Since $\rho$ is irreducible, the first term on the right is equal to 1 and all the other terms are at least 0. So

\left\langle\operatorname{Ind}_{H}^{G}\rho,\operatorname{Ind}_{H}^{G}\rho% \right\rangle_{G}\geq 1

with equality if and only if $\operatorname{Hom}_{H_{g}}(\rho,{}^{g}\rho)=0$ for all $g\in S\setminus H$ . The result follows. ∎

Corollary 3.22.

If $H\lhd G$ and $\rho$ is an irreducible representation of $H$ , then

\operatorname{Ind}_{H}^{G}\rho

is irreducible if and only if $\rho\not\cong{}^{g}\rho$ for all $g$ in a set of coset representatives of $H$ in $G$ with $g\not\in H$ .

Proof.

If $H$ is normal, then double cosets, left cosets, and right cosets are all the same. For $g\in G$ , ${}^{g}\rho$ is another irreducible representation of $H$ so

\operatorname{Hom}_{H}(\rho,{}^{g}\rho)\neq 0

if and only if $\rho\not\cong{}^{g}\rho$ . ∎

3.5.4 Mackey examples

Example 3.23.

Let $G=D_{n}\supset H=C_{n}$ . Let $\chi:C_{n}\to\mathbb{C}^{\times}$ with $\chi(r)=\omega$ . The previous corollary shows that

\operatorname{Ind}_{H}^{G}\chi

is reducible if and only if $\chi\cong{}^{s}\chi$ . But

{}^{s}\chi(r)=\chi(s^{-1}rs)=\chi(r^{-1})=\omega^{-1}.
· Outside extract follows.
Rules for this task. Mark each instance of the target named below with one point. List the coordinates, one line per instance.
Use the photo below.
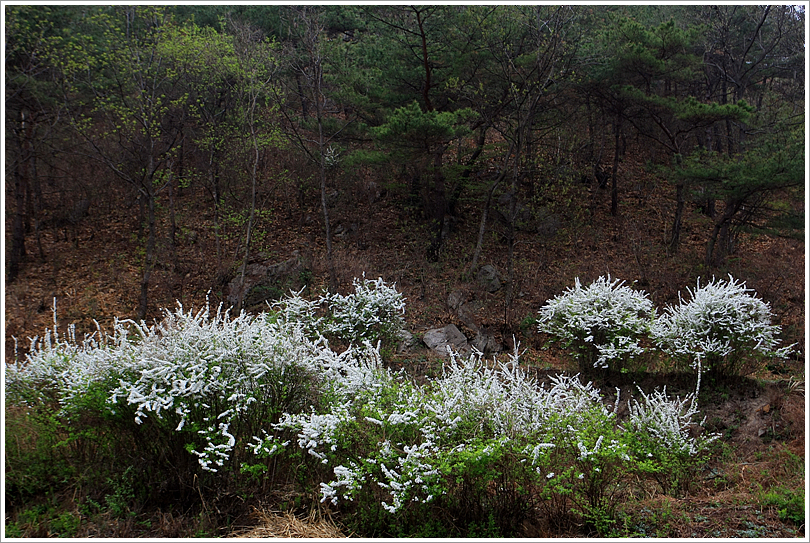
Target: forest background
(157, 154)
So $\operatorname{Ind}_{H}^{G}\chi$ is irreducible if and only if $\omega\neq\omega^{-1}$ (which we already knew).

Example 3.24.

Let $\rho$ be an irreducible representation of $S_{n-1}\subset S_{n}$ with character $\chi$ . Then $\{e,s\}$ is a set of double coset representatives for $S_{n-1}$ in $S_{n}$ , where $s=(n-1\,n)$ . We have

{}^{s}S_{n-1}\cap S_{n-1}=S_{n-2}

of elements fixing $n-1$ and $n$ .

Moreover, ${}^{s}\chi\cong\chi$ (because elements of $S_{n-2}$ are conjugate in $S_{n-2}$ if and only if they are conjugate in $S_{n-1}$ , so they have the same character!) and so we see

	$\displaystyle\left\langle\operatorname{Ind}_{S_{n-1}}^{S_{n}}\chi,% \operatorname{Ind}_{S_{n-1}}^{S_{n}}\chi\right\rangle$	$\displaystyle=\left\langle\chi,\chi\right\rangle_{S_{n-1}}+\left\langle\chi,% \chi\right\rangle_{S_{n-2}}$
		$\displaystyle=1+\left\langle\chi,\chi\right\rangle_{S_{n-2}}.$

For example, if $\chi$ is the degree 2 irreducible character of $S_{4}$ , then $\chi|_{S_{3}}$ is still irreducible so the right hand side of this formula gives two. And indeed,

\operatorname{Ind}_{S_{4}}^{S_{5}}\chi=\psi+\psi\epsilon

where $\psi$ is one of the irreducible five-dimensional representations of $S_{5}$ .

3.5.5 Index two

Let $G$ be a group and let $H$ be a subgroup of index two (necessarily normal). Let $s\in G$ with $s\not\in H$ . Let $\epsilon:G\to\mathbb{C}^{\times}$ be the unique (order two) character with kernel $H$ .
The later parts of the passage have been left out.